Hunter apparently pursued people from Congressional aides to lobbyists to a 2015 employee of his Congressional office, and the expenses he billed his campaign for as part of these relationships ranged from those bar tabs to Uber fees and beyond. In response to the allegations, Hunter has resorted to familiarly vapid Trump-ian claims of prosecutors leading a “witch hunt” against him because of their past personal support of Hillary Clinton.
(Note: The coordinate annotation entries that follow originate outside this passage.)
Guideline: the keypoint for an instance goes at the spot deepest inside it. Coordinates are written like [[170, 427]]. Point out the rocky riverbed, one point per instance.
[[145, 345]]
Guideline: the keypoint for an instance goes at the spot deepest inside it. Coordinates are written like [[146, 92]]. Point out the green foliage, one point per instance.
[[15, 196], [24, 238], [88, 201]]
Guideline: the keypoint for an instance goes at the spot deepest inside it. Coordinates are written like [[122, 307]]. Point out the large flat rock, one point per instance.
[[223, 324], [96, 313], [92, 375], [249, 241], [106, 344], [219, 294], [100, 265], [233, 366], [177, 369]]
Those prosecutors have asked the judge in Hunter’s case to admonish him to stop with this behavior, although they have not as of Tuesday asked for a formal gag order.

The prosecutors argue that the evidence surrounding his affairs they are preparing for Hunter’s September trial is necessary to “establish the personal nature of the expenditures, to demonstrate Hunter’s knowledge and intent to break the law, and to establish his motive to embezzle from his campaign.” Although details of the potential agreement are sparse, the team says they tried to strike a deal with the Congressman’s side to make the introduction of this information at trial unnecessary, but Hunter’s lawyers refused.

Prosecutors are at this point seemingly withholding further details of Hunter using campaign money to “clearly non-work related activity during get-togethers with his close personal friends,” with POLITICO noting as a potential explanation that the Congressman “has developed a reputation on Capitol Hill for drinking heavily and carousing.” Prosecutors did note that they may call witnesses including his colleagues — which would mean fellow members of Congress. The team suggests they’ve already been in contact with at least some of these figures, noting that some of them have “understandably expressed their unwillingness or their displeasure at being required to answer questions related to Hunter’s conduct.”

As a whole, he and his wife are alleged to have funneled at least some $250,000 from his campaign coffers over the years. This money went to all sorts of things, from everyday expenses like groceries to vacations overseas and their children’s school tuition.

It’s not the only controversy he’s been involved in, freely wading into the debate surrounding Trump’s reported plans to pardon credibly accused war criminals with brags about taking selfies with corpses, as if we should be reassured that war crimes are… normal? Trump has not pardoned any of the war criminals in question, although there’s still the possibility that he might in the future.

Hunter doesn’t appear to have asked Trump to intervene in his fraud case — yet — but his team has asked for his case to be moved out of San Diego because they allege an area in which most people voted for Clinton in 2016 couldn’t produce a truly impartial jury. The judge has not yet ruled on that motion.